Virtual tutoring is a big business opportunity for the education technology sector. Investment in ed tech surged to $3.2 billion in just the first half of 2021 from $1.7 billion in all of 2019, according to market research from Reach Capital, a venture capital firm specializing in education.

Now some online tutoring start-ups are drawing half their new business from federal funds, according to James Kim, a partner at Reach. Districts typically pay $1 to $100 per student who will use tutoring services over the course of a year.

Ed-tech investors and entrepreneurs say the academic and social failures of remote school have little to do with the services these businesses are offering. They emphasize that their platforms are supposed to supplement in-person education, not supplant it, and that being able to get a tutor anytime, from anywhere, has benefits.

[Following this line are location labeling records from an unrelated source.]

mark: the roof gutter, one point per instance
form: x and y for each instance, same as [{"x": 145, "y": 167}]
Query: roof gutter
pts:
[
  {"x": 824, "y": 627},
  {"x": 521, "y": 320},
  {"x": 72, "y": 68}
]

“Online tutoring is a one-on-one communication,” said Myles Hunter, chief executive of TutorMe, which pairs students with tutors — mostly recent college graduates — over audio, video or instant messaging. “It’s not something where you’re trying to make sure 40 students don’t fall asleep watching a Zoom video for eight hours per day.”

Nevertheless, Mr. Kim, a former teacher, understood the doubts.

“I think the cynicism is justified,” he said. “I was pitched a lot of technology products that just didn’t have a place in my classroom. Especially during this pandemic when there was a lot of money in this market, we saw folks looking to make a quick buck.”

Some cities and states — like Chicago, New Mexico and Arkansas — are starting in-person tutor corps. But hiring has been difficult because of labor shortages, a major reason district leaders said they were turning to online tutoring.